Deelwoordoefeningen: Tegenwoordige Deelwoorden
2. Zij luisteren naar de muziek die de man *співаючий* (zingen) maakt. Hint: Tegenwoordig deelwoord van “співа́ти”.
3. Het meisje *пишуче* (schrijven) een brief aan haar moeder. Hint: Tegenwoordige deelwoord van “пі́сати”.
4. De kinderen spelen met de hond die *бігає* (rennen) in het park. Hint: Gebruik het deelwoord van “бігти” in tegenwoordige tijd.
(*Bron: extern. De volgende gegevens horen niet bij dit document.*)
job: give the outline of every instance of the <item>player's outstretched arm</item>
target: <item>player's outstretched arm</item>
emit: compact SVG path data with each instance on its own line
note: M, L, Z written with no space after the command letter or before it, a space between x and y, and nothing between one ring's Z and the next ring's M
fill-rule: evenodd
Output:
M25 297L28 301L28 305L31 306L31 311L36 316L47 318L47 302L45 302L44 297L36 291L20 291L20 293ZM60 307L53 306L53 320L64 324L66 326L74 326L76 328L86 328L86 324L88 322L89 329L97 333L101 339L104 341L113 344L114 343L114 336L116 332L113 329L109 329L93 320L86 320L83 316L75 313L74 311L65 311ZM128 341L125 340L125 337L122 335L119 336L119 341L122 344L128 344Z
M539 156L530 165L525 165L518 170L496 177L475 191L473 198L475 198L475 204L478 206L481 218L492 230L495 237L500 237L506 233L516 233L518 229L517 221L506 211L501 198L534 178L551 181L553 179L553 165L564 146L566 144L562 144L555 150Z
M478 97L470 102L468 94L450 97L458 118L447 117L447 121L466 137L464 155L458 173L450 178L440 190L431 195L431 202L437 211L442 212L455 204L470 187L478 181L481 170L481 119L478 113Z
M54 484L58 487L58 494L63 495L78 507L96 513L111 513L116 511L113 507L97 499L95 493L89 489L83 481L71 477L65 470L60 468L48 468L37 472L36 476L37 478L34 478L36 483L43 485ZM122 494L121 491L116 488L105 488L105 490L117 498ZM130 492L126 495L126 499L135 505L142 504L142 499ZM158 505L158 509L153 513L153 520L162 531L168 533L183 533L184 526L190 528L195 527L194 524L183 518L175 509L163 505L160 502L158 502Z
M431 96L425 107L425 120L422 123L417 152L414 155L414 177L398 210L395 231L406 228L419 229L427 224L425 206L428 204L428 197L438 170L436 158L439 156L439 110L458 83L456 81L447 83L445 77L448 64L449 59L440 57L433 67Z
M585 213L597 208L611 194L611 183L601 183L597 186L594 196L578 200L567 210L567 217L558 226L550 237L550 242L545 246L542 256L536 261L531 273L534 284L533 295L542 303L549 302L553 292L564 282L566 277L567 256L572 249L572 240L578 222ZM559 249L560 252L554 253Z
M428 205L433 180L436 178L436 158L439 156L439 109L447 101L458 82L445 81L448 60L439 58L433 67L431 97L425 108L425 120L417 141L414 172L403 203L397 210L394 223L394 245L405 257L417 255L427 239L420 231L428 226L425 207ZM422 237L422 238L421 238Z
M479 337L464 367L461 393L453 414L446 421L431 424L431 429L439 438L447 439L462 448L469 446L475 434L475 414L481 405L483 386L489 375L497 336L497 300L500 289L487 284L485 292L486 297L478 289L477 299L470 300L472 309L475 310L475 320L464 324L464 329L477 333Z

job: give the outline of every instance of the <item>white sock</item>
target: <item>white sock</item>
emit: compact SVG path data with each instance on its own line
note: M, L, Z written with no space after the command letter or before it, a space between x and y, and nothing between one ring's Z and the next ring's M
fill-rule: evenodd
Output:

5. De docent kijkt naar de leerling die *говорить* (spreken) in de klas. Hint: Tegenwoordige deelwoord van “говори́ти”.
6. Het meisje *малююча* (tekenen) een mooie tekening. Hint: Tegenwoordig deelwoord van “малюва́ти”.
7. De man *працюючий* (werken) in de tuin is mijn buurman. Hint: Tegenwoordige deelwoord van “пра́цювати”.
8. De vrouw *співаюча* (zingen) in het koor is erg talentvol. Hint: Tegenwoordige deelwoord van “співа́ти”.
9. Het kind kijkt naar de vogel die *літає* (vliegen) boven het huis. Hint: Tegenwoordige deelwoord van “літати́”.
10. De kat ligt naast de hond die *спить* (slapen). Hint: Tegenwoordige deelwoord van “спати́”.
Deelwoordoefeningen: Verleden Deelwoorden
2. De *написана* (schrijven) brief is voor de leraar. Hint: Voltooid deelwoord van “пі́сати”.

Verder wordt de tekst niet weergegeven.